The Piniiq Dancers, a troupe founded by BRHS' wrestling team, performed at the Cama-i Dance Festival for the first time on March 17, 2018.
Aleina Tanabe/KYUK

Students from throughout the Yukon-Kuskokwim Delta danced at the Cama-i Dance Festival last weekend, including Bethel Regional High School’s very own wrestling team. They call themselves the Piniiq Dancers, and performing at Cama-i was one of their longtime goals.

Bethel’s high school wrestling team started dancing together about a year ago when they were offered a funded trip to Texas. After last year’s Cama-i, the director of Drew’s Foundation, a suicide prevention non-profit, invited Avery Hoffman and other Y-K Delta students to perform at a cultural festival in southern Texas. Hoffman said that he would, but first he needed a dance team. He went to the people he knew.
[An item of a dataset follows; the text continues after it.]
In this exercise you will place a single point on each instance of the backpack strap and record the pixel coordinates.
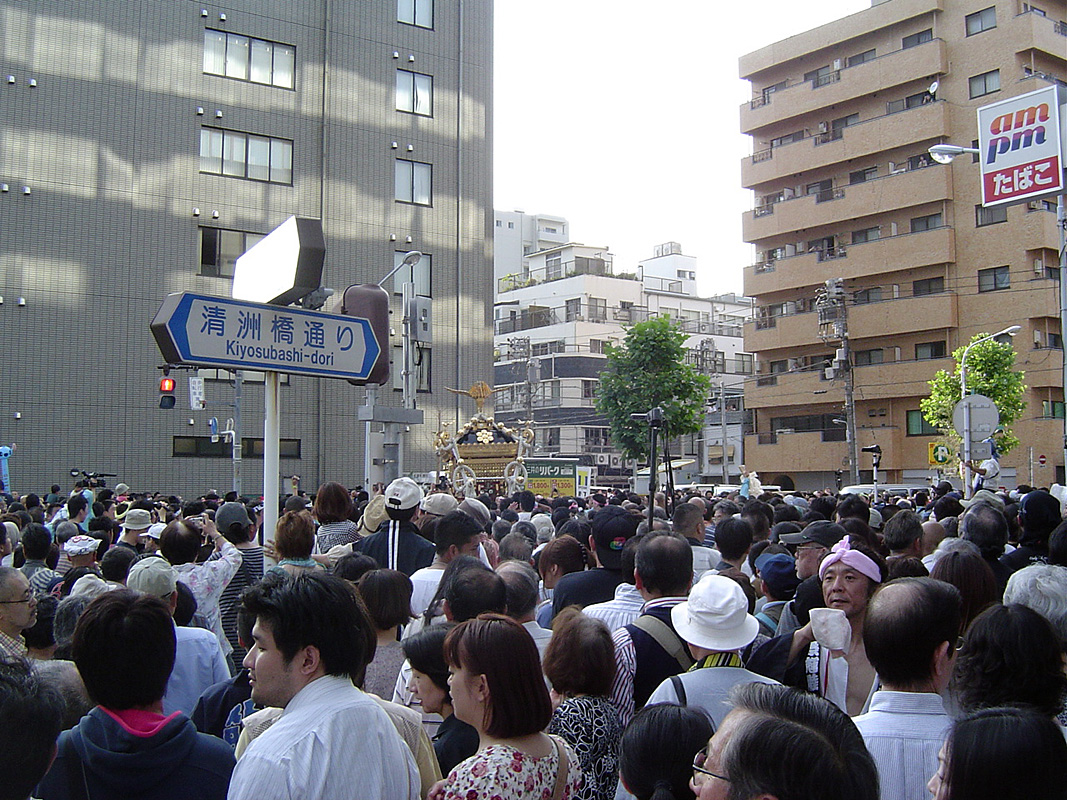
(666, 638)
(562, 771)
(675, 681)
"I woke up one morning and got a text from Avery, and he said, 'come over, we’re practicing!'" said Hayden Lieb, one of Hoffman's teammates. "And I didn’t know what it was for. 'We’re getting the drums out!' [said Avery]. And I said, 'what are we doing?' And he said, 'we’re forming a dance group!'"

Their dance troupe was born in the Hoffman’s living room and they called themselves the Piniiq Dancers. "It means strong," explained Avery, "because we’re all wrestlers."

They practiced once a week and then, closer to the festival in Texas, a lot more than that. The wrestlers performed in Texas; they said it was a trip of a lifetime and they’ve been performing together ever since.

Avery Hoffman's mom, Ana Hoffman, helped the Piniiq Dancers get ready for Cama-i. The wrestlers brought some serious game to their dance group. A lot of them have been dancing since kindergarten, and their hard work drew them closer to their cultural roots. For Ana Hoffman, it also brought back memories.

"Just the other night, my aunt was here from Anchorage," she said. "And I said to her, 'what is this song that’s stuck in my head?'"

She sang a few bars of the song to her aunt in Yup'ik. Her aunt looked at her and began singing the song back. "It revived this song in the back of her mind that she had not even thought about," said Hoffman, "and she said that is an original Bethel song."

Ana Hoffman and the Piniiq Dancers choreographed a dance to go along with it, and they performed that song together last Saturday night. 

A number of Bethel's wrestlers are graduating this year, and they have some advice for the high school athletes who follow them: get a group of guys together and just keep yuraq-ing.